According to Bloomberg, government officials held a closed-door meeting with representatives from Tata Trusts and Tata Sons on Wednesday. The message from Delhi: Resolve disagreement within the board and avoid disrupting one of India’s most strategically important corporate entities.

What caused the crack?

The rift exploded last month when some Tata Trust directors removed former Defense Minister Vijay Singh as a nominated director from the Tata Sons board and tried to sack Venu Srinivasan, another director nominated by the Tata Trust. Both are seen as close to Noel Tata, who heads the Tata funds.

Friday’s meeting is the first formal meeting since that acrimony emerged – and is taking place a year and a day after Ratan Tata’s death, highlighting the leadership vacuum left by his absence.

Tata Trusts and Tata Sons did not comment on the Bloomberg report. Business Today has been unable to independently verify the allegations attributed to individuals familiar with the matter.

Ratan Tata’s long-term strategy has been to divide the leadership of the Tata Trusts and Tata Sons to avoid concentration of power. But that structure now appears to be eroding, with the seven trustees split into two factions.

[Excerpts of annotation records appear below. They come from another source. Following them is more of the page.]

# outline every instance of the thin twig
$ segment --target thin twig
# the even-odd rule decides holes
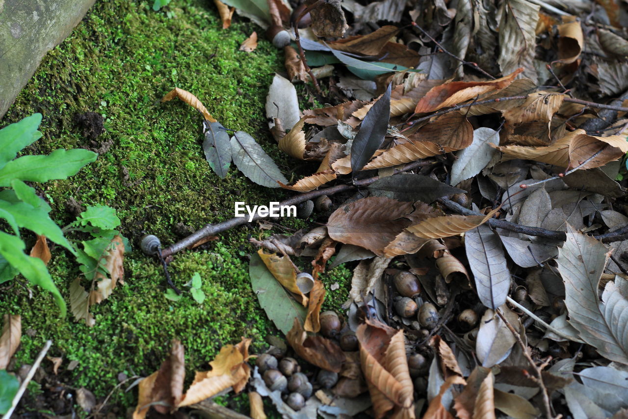
[[[436,41],[435,39],[434,39],[434,38],[431,35],[430,35],[429,33],[428,33],[427,31],[425,30],[424,30],[423,28],[421,28],[418,25],[417,25],[416,22],[413,22],[412,23],[412,26],[414,26],[415,28],[416,28],[417,29],[418,29],[420,31],[421,31],[421,32],[423,32],[425,35],[426,36],[427,36],[428,38],[429,38],[431,40],[432,42],[433,42],[434,43],[435,43],[436,45],[436,46],[439,48],[440,48],[440,50],[442,51],[443,52],[444,52],[445,53],[447,54],[448,55],[449,55],[450,57],[451,57],[452,58],[453,58],[454,59],[458,60],[461,63],[462,63],[463,65],[468,65],[470,67],[472,67],[475,69],[476,70],[477,70],[478,71],[479,71],[480,72],[481,72],[482,74],[483,74],[484,75],[487,76],[487,77],[489,77],[490,79],[492,79],[493,80],[495,80],[495,77],[493,77],[489,73],[488,73],[488,72],[484,71],[484,70],[482,70],[482,68],[479,65],[477,65],[477,62],[469,62],[469,61],[465,61],[463,59],[461,59],[458,55],[456,55],[455,54],[452,53],[450,52],[449,51],[448,51],[447,49],[445,49],[445,47],[443,47],[443,45],[440,45],[440,43],[439,43],[438,41]]]
[[[299,57],[301,58],[301,62],[303,63],[303,67],[305,67],[305,71],[308,72],[308,74],[311,77],[312,84],[314,84],[314,87],[316,88],[316,91],[318,92],[318,94],[322,94],[323,92],[320,89],[320,86],[318,86],[318,81],[314,77],[314,74],[312,73],[311,69],[308,65],[308,62],[305,59],[305,52],[303,50],[303,47],[301,46],[301,38],[299,36],[299,22],[304,16],[310,13],[310,11],[314,8],[318,7],[319,4],[322,3],[323,0],[318,0],[313,4],[306,7],[301,12],[301,14],[295,20],[293,25],[293,28],[295,30],[295,42],[296,43],[296,46],[299,47]]]
[[[403,169],[400,170],[396,170],[395,172],[399,173],[401,172],[405,172],[433,164],[433,161],[431,160],[418,160],[406,164]],[[331,187],[327,187],[316,191],[311,191],[310,192],[306,192],[305,193],[296,195],[296,196],[293,196],[288,199],[285,199],[280,202],[279,205],[280,207],[289,205],[296,205],[297,204],[300,204],[301,203],[305,202],[309,199],[313,199],[322,195],[333,195],[340,192],[350,191],[355,187],[366,186],[367,185],[370,185],[379,179],[379,176],[373,176],[372,177],[355,181],[354,184],[337,185],[335,186],[332,186]],[[265,218],[266,217],[261,217],[259,216],[259,215],[256,215],[253,217],[252,221],[257,221]],[[217,224],[206,224],[200,230],[195,232],[190,235],[188,236],[185,238],[183,238],[183,240],[180,240],[179,242],[177,242],[170,247],[163,250],[161,251],[161,255],[164,258],[168,257],[168,256],[173,255],[175,253],[180,252],[190,245],[196,243],[198,240],[204,238],[207,236],[215,235],[219,233],[230,230],[234,227],[237,227],[237,226],[242,225],[242,224],[246,224],[248,222],[248,218],[246,217],[234,217],[230,220],[222,221],[222,223],[218,223]]]
[[[41,363],[41,360],[43,360],[43,357],[46,356],[46,354],[48,353],[48,350],[50,349],[51,345],[52,345],[52,341],[50,340],[46,340],[46,344],[43,347],[43,349],[41,350],[41,352],[40,352],[40,354],[37,356],[37,359],[35,360],[33,366],[31,367],[30,370],[28,370],[28,374],[26,375],[26,377],[24,379],[23,381],[22,381],[22,384],[18,389],[18,393],[15,394],[15,396],[13,397],[13,399],[11,400],[11,407],[9,408],[7,412],[4,413],[4,416],[2,417],[2,419],[9,419],[9,418],[11,418],[11,414],[13,413],[13,411],[15,410],[15,408],[18,406],[19,399],[22,398],[22,395],[24,394],[24,391],[26,389],[26,386],[28,386],[28,383],[31,382],[31,379],[33,379],[33,376],[35,374],[35,371],[36,371],[37,369],[39,368],[40,364]]]
[[[528,349],[528,345],[523,343],[523,340],[521,340],[521,337],[519,335],[519,332],[515,330],[515,328],[512,327],[512,325],[511,325],[506,316],[504,316],[501,310],[498,308],[495,310],[495,312],[497,313],[497,315],[499,316],[499,318],[501,318],[502,321],[506,324],[508,330],[509,330],[511,333],[512,333],[514,338],[517,340],[517,342],[519,344],[519,347],[523,351],[524,356],[526,357],[528,362],[530,364],[530,366],[532,367],[534,375],[536,376],[531,376],[530,378],[532,379],[532,380],[539,386],[539,388],[541,389],[541,396],[543,399],[543,410],[545,411],[544,412],[545,417],[548,418],[549,419],[552,419],[554,418],[554,415],[552,415],[551,406],[550,405],[550,396],[548,394],[548,390],[545,387],[545,383],[543,383],[543,371],[541,368],[536,365],[536,363],[534,361],[534,360],[532,359],[532,357],[530,355],[530,352]]]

One faction includes Noel Tata, Singh and Srinivasan – all of whom have seats on the board of Tata Sons. The others include Mehli Mistry, Pramit Jhaveri, Darius Khambatta and Jehangir HC Jehangir, none of whom are on the board. This group has reportedly accused directors on the Tata Sons board of withholding key information.

IPO anxiety and SP Group exit

At the heart of the split is a debate over whether Tata Sons should go public. The Reserve Bank of India has classified Tata Sons as an “upper tier” NBFC — a classification that mandates the listing, Bloomberg reported. Some trustees fear that the IPO will weaken the veto rights of the Tata Trusts and shift power to minority shareholders, especially the Shapoorji Pallonji (SP) group, which owns 18.37% of Tata Sons.

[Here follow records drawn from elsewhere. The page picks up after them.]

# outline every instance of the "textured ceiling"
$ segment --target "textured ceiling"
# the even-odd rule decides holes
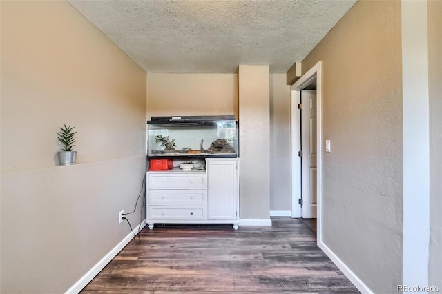
[[[68,0],[146,72],[286,72],[353,0]]]

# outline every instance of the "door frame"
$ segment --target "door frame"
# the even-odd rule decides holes
[[[323,144],[322,144],[322,79],[321,63],[318,62],[305,72],[295,84],[290,87],[290,133],[291,154],[291,217],[299,218],[302,215],[301,206],[298,199],[301,198],[300,179],[301,160],[298,156],[300,150],[300,130],[299,128],[299,111],[298,104],[300,103],[301,90],[309,86],[311,81],[316,78],[316,151],[317,174],[316,174],[316,197],[317,197],[317,220],[316,220],[316,243],[320,246],[322,240],[322,199],[323,199]],[[300,188],[298,188],[299,187]]]

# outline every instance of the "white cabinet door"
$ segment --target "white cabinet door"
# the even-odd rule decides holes
[[[238,219],[238,161],[207,159],[207,219]]]

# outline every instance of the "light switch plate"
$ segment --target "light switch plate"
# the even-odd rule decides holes
[[[332,152],[330,146],[330,140],[325,140],[325,152]]]

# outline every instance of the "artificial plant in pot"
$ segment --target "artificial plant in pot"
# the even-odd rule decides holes
[[[65,124],[64,128],[59,127],[61,130],[57,133],[57,139],[60,142],[63,150],[58,152],[58,159],[62,166],[75,164],[77,151],[73,151],[72,148],[75,146],[73,145],[74,143],[77,141],[74,137],[77,133],[73,131],[74,128],[75,127],[71,128],[70,126],[66,126]]]

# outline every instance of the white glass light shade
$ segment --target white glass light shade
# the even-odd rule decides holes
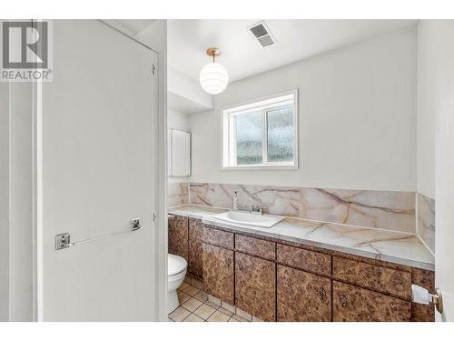
[[[199,75],[200,85],[208,94],[221,94],[227,87],[229,74],[219,63],[210,63],[203,66]]]

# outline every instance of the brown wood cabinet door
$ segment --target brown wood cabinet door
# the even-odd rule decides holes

An IPO would also subject Tata Sons to stricter governance standards, including “minority-majority” voting – which could amplify SP Group’s influence.

While no decision is imminent, the trustees have asked Tata Sons Chairman N. Chandrasekaran to explore a peaceful exit strategy for SP Group, which is under financial pressure and eager to sell its stake. Bloomberg previously reported that SP Group is considering selling its shares back to Tata Sons to ease its debt burden.

What to expect on Friday

According to Mint, Friday’s meeting could set the overall direction of the trusts and their ability to work cohesively. While no immediate flashpoints are expected, insiders say rapprochement could be possible — if both sides prioritize group stability over internal rivalries.